Demystifying the Roles of LLM Layers in Retrieval, Knowledge, and Reasoning

📝 Paper Summary

LLM Interpretability Model Compression Mechanistic Interpretability

LLM depth utilization is highly heterogeneous: likelihood metrics and knowledge tasks rely on shallow layers, while generation metrics and complex reasoning require middle and deep layers, especially in distilled models.

Core Problem

Recent claims that deep layers in LLMs are redundant rely on narrow likelihood-based evaluations, failing to capture the critical role deep layers play in generation coherence and complex reasoning.

Why it matters:

Aggressive pruning based on flawed metrics (like log-likelihood) may destroy a model's ability to reason or maintain long-range coherence
Understanding where capabilities like retrieval vs. reasoning reside is crucial for efficient model compression and distillation
Current benchmarks often overlook the fragility of deep layers in specific tasks like math or multi-step reasoning

Concrete Example: When evaluating a layer-pruned model using standard multiple-choice accuracy (log-likelihood), performance appears stable. However, when the same pruned model is asked to generate a full chain-of-thought solution for a math problem (GSM8K), it fails catastrophically because the reasoning logic residing in deep layers was removed.

Key Novelty

Task- and Metric-Aware Depth Analysis

Demonstrates that 'layer importance' is an artifact of the evaluation metric: likelihood metrics hide deep-layer degradation that generation metrics reveal
Identifies a functional split in depth: shallow layers handle knowledge/retrieval, while middle/deep layers handle reasoning and coherence
Shows that distillation redistributes reasoning capabilities, making them more robust and spread across middle layers rather than just deep ones

Evaluation Highlights

Likelihood-based evaluation underestimates pruning impact: on MMLU, log-likelihood shows drops only in early layers, while generation shows drops across all depths
Retrieval depends on shallow layers: pruning layers 1-2 causes up to -0.8 accuracy drop on KV Retrieval, while deep layers contribute almost zero
Reasoning is fragile in deep layers: pruning specific deep layers (e.g., layer 35 in Qwen) drops GSM8K accuracy by ~60% (delta -0.6)

Breakthrough Assessment

7/10

Provides a crucial correction to the 'deep layers are useless' narrative by proving metric dependence. Useful practical insights for pruning, though the core technique (layer pruning) is standard.

⚙️ Technical Details

Problem Definition

Setting: Analyzing the performance degradation of LLMs when specific layers or heads are removed (pruned) during inference.

Inputs: Prompt x (e.g., MMLU question, GSM8K math problem)
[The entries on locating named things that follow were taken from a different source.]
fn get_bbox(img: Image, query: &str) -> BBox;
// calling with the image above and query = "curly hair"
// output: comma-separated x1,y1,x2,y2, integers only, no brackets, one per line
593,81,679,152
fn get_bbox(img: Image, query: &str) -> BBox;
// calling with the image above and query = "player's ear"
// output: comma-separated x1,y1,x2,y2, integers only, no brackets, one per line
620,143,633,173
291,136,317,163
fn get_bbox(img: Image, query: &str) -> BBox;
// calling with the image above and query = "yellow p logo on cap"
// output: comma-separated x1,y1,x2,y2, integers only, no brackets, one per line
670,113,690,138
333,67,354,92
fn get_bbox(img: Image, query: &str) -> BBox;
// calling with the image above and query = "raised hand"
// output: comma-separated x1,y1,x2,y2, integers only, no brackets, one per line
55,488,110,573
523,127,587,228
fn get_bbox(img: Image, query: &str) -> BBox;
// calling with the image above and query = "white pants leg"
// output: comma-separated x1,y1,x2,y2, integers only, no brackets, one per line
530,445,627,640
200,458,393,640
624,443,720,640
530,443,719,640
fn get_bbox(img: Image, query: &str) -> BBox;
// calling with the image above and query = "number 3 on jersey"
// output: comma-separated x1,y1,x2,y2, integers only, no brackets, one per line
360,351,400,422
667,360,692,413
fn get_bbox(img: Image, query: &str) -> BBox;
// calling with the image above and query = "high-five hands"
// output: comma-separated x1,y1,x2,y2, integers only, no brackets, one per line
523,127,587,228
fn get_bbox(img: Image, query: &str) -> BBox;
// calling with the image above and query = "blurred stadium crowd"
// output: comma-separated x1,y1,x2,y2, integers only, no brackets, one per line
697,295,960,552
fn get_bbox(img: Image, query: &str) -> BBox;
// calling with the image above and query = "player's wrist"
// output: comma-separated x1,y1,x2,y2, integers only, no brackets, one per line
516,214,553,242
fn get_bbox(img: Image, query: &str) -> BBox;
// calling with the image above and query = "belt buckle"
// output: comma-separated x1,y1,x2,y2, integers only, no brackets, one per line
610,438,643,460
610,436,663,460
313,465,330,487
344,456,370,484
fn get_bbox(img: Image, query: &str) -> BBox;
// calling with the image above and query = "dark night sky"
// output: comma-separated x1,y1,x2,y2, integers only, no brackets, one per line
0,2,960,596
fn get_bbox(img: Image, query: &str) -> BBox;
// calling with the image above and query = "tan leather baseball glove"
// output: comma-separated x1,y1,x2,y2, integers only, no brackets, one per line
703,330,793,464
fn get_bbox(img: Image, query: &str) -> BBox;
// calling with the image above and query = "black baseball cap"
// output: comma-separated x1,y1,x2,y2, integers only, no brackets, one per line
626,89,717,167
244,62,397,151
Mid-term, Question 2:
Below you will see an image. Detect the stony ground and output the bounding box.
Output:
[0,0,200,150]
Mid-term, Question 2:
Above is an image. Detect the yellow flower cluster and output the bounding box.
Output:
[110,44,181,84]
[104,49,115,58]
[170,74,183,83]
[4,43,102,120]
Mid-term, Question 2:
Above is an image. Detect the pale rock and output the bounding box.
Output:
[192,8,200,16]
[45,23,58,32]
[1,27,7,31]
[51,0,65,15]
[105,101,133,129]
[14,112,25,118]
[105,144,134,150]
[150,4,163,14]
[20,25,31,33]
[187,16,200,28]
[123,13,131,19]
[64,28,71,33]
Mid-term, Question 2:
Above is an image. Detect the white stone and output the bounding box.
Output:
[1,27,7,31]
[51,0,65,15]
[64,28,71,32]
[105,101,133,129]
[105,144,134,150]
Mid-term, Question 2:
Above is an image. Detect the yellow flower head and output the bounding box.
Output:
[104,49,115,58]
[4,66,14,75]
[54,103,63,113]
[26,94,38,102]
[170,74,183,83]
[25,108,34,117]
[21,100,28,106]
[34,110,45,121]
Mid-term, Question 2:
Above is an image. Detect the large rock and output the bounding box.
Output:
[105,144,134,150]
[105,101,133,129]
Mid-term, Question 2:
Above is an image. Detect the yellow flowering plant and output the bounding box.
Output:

Outputs: Generated text y or probability distribution over options

Pipeline Flow

Input Prompt
Transformer Layers 1 to N (with specific layer L skipped/pruned)
Output Generation / Classification

System Modules

Transformer Block

Process hidden states; shallow blocks handle syntax/retrieval, deep blocks handle reasoning

Model or implementation: Llama-3.1-8B / Qwen3-8B / Llama-1-7B

Modeling

Base Model: Llama-3.1-8B, Qwen3-8B, Llama-1-7B

Training Method: Analysis of existing pre-trained and distilled models (no new training method proposed)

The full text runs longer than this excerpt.